While all sports have had to deal with steroids and the usage of other PEDs, this problem is especially concerning for the UFC considering the violent nature of the sport. Not only is this important for fighters' safety, but it's important for the image of the sport as well.
If the UFC wants to keep its competitive legitimacy, it has to curb this problem as best as it can.
As Fox tries to become a major player on the sports broadcasting scene, the UFC's success on the new channel will be an integral part to the growth of Fox Sports 1.
Fox knows that it has cornered the MMA audience market, and it will try to expand the sports popularity among casual fans with its various UFC programs and events. While the UFC will benefit from its increased exposure, it is unclear whether the promotion will provide the necessary ratings boosts for the network to contend with the likes of ESPN.
Both the UFC and Fox Sports 1 will have to work closely together on their marketing strategies if they both want to become household brands, a feat I believe they can accomplish with the right programming and personalities.
In terms of the actual athletes competing in the UFC, no division will have a bigger impact on the promotion's future than the newly created women's bantamweight division.

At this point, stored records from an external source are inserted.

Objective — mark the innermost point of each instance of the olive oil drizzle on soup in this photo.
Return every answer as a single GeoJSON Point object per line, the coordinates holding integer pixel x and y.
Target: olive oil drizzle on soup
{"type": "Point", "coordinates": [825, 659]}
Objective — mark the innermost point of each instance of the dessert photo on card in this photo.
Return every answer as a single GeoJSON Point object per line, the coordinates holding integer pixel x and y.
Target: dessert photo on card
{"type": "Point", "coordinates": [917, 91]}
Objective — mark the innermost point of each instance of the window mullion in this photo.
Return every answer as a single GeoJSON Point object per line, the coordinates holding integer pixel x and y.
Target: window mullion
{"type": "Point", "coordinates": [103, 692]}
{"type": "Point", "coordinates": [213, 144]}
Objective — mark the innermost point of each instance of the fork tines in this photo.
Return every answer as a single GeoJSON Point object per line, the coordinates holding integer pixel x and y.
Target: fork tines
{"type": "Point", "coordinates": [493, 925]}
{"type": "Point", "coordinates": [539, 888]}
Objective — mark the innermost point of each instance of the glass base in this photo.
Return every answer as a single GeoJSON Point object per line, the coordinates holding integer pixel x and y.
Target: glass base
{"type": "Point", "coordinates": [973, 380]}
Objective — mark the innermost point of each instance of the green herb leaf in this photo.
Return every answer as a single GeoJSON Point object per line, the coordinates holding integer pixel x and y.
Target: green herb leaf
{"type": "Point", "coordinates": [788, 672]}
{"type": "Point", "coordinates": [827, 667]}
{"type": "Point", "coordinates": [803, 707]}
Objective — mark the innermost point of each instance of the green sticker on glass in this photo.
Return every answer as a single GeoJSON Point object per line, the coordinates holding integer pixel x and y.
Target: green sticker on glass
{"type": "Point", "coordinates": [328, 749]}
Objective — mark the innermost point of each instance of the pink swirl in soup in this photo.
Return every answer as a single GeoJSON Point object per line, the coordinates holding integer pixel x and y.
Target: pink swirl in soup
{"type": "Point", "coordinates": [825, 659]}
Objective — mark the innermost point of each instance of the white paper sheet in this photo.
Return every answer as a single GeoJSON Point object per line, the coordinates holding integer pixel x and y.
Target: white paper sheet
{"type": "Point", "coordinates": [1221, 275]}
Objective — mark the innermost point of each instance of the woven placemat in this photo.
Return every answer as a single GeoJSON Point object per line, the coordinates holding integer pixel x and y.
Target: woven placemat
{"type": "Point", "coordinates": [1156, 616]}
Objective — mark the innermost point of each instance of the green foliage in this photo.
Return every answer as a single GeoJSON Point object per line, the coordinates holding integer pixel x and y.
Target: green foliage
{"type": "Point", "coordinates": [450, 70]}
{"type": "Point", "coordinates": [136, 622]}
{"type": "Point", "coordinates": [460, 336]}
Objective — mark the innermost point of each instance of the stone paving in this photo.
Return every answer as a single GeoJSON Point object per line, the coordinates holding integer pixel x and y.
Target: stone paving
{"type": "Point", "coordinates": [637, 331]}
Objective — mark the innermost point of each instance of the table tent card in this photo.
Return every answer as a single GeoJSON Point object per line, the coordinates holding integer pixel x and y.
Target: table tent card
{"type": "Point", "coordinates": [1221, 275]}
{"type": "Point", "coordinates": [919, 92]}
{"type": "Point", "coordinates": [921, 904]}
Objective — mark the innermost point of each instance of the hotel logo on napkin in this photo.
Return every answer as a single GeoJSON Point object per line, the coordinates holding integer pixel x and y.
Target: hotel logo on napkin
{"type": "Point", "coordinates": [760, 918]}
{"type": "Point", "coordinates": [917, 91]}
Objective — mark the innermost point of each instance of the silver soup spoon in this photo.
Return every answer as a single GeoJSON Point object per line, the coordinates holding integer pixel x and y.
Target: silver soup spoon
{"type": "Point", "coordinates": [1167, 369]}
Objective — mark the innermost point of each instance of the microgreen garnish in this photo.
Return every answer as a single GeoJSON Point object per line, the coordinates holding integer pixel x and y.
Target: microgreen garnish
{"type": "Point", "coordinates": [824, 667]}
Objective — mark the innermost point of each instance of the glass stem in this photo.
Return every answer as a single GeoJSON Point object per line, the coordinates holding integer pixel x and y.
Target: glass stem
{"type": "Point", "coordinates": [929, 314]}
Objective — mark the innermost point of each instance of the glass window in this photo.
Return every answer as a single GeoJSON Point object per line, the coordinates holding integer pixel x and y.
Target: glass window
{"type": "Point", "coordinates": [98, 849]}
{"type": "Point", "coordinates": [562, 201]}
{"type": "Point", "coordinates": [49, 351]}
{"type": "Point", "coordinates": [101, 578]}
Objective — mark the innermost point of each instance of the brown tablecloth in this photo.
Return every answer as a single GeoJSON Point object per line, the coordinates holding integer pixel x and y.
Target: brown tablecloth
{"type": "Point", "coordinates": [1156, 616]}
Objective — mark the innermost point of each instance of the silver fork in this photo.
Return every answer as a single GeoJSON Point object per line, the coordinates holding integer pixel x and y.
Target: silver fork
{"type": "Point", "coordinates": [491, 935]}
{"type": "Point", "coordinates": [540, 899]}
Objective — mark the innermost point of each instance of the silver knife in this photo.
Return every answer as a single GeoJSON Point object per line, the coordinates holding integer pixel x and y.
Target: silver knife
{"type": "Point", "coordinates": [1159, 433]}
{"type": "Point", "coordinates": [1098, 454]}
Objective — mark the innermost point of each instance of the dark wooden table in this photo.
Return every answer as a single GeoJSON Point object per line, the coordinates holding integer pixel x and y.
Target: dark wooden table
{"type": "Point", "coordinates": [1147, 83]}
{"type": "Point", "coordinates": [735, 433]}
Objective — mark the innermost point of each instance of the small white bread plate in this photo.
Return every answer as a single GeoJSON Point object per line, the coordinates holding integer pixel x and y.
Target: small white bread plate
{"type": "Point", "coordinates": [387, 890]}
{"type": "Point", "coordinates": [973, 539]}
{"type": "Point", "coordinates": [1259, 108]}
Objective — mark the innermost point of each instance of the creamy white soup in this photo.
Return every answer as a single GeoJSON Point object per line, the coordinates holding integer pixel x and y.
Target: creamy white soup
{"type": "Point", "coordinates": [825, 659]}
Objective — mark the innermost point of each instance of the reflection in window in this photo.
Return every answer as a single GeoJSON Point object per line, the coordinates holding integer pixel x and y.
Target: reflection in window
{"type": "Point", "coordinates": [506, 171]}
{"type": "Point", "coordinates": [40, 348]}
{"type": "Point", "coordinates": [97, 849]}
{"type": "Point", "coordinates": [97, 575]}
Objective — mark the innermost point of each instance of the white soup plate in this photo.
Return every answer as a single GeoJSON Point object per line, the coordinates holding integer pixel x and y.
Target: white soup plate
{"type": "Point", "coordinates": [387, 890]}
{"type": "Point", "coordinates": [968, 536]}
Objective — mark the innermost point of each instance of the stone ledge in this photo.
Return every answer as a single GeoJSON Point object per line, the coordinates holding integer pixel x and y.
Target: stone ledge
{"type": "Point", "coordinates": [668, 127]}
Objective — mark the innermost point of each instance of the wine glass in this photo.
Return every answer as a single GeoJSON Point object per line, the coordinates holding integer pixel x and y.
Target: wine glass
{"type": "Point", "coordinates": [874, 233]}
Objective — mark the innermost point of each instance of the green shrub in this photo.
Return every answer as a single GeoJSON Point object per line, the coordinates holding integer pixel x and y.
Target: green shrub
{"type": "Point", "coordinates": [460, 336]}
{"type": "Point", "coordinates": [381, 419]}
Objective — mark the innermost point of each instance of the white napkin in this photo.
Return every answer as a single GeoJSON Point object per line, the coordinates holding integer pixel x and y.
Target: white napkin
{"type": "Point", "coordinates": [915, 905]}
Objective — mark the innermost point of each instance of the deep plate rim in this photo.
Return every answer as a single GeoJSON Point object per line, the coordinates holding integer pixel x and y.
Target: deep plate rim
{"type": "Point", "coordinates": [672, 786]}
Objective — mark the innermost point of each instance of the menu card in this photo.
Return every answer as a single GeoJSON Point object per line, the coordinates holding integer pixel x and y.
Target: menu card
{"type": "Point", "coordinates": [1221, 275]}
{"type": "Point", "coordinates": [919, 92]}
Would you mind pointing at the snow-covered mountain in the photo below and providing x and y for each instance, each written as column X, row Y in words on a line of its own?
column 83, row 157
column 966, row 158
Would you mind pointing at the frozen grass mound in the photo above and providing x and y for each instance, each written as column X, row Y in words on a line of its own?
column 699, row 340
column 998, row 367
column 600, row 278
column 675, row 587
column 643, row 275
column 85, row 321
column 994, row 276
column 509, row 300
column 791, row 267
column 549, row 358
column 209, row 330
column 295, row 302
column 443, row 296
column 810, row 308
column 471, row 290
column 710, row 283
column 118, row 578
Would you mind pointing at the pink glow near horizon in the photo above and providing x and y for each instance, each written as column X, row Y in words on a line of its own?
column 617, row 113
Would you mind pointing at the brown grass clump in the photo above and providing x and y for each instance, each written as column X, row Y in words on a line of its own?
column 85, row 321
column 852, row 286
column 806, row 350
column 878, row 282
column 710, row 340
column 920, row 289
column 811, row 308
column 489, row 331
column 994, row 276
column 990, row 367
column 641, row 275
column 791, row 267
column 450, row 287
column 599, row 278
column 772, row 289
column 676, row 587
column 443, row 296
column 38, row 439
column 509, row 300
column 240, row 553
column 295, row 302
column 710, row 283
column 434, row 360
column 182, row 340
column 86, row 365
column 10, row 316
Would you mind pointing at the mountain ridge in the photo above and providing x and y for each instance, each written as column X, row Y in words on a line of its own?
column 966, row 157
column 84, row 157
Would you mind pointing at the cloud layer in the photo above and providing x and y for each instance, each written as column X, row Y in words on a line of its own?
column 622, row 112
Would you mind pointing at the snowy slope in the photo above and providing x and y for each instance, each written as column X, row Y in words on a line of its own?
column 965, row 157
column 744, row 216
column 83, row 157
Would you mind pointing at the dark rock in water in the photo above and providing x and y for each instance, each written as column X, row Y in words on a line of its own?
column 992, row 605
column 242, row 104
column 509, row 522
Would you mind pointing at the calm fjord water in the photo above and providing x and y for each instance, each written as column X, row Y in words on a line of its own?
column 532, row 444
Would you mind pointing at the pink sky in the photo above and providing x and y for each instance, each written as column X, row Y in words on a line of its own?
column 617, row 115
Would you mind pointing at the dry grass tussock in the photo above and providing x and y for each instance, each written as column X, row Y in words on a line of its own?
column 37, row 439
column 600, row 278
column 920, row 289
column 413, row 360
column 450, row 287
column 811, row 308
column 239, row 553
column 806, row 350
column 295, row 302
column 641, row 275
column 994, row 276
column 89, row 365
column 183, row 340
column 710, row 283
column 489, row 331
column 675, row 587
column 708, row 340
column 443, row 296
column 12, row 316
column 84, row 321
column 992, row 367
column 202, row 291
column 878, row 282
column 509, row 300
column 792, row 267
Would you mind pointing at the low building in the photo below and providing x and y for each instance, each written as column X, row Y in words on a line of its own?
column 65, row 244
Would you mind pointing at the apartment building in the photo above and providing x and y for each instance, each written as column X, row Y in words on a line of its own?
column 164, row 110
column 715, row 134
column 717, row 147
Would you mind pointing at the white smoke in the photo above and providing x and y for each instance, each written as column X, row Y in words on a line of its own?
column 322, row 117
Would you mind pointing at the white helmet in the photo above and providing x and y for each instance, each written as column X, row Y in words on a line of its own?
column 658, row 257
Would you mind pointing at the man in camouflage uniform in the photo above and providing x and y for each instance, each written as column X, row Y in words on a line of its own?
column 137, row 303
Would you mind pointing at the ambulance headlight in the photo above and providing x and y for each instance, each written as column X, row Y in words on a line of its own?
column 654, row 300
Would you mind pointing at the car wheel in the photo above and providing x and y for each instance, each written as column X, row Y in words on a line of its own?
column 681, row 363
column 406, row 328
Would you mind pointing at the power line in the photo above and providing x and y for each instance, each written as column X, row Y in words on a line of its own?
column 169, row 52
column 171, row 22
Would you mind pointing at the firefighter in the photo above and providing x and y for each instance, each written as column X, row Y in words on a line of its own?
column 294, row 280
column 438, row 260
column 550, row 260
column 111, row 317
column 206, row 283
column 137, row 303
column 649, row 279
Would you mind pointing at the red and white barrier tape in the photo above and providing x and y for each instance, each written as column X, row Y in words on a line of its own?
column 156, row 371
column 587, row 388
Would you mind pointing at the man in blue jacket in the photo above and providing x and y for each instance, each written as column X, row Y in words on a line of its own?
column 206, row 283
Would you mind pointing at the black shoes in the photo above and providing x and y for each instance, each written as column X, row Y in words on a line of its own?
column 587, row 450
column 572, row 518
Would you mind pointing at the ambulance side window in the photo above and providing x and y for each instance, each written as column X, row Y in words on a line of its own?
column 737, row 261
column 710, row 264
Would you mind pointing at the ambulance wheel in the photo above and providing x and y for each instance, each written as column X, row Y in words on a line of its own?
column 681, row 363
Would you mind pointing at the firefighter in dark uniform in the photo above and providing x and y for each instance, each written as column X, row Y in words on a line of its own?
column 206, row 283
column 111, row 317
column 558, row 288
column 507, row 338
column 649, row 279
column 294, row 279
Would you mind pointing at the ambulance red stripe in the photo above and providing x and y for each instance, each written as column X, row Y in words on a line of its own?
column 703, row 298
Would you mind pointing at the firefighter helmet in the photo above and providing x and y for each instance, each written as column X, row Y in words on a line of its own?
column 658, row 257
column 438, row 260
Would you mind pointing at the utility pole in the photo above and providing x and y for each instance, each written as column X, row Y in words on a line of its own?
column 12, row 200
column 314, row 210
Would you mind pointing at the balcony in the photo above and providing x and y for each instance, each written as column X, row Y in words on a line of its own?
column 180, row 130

Champ Ronda Rousey and the growing number of women entering the Octagon will be a major factor in the growth of the UFC's contingency of female fans. And, between the historic UFC 157 and even the recent bout between Miesha Tate and Cat Zingano, the popularity of these women warriors has skyrocketed, proving that there's a ton of interest in WMMA.
As the division continues to grow, thanks in part to the upcoming edition of TUF, expect the UFC to benefit from the increased attention of its female fighters.
The one factor that will be a major part of the promotion's long-term sustainability and growth will be the UFC's continued expansion into different markets around the globe.
The promotion has seen a huge rise in the quality of talent from around the world, highlighted by two successful international editions of TUF as well as the surprising popularity of various fight cards held on foreign soil.
For example, while the UFC's recent endeavor to Sweden was marred by the last-minute change to the main event, the show still captured the interest of international fight fans and brought a new star to the forefront in the form of Irish featherweight Conor McGregor.
As the UFC continues to grow in various markets around the world, the influx of international talent and expansion of the promotion into new countries will be a huge factor in the UFC's long-term success.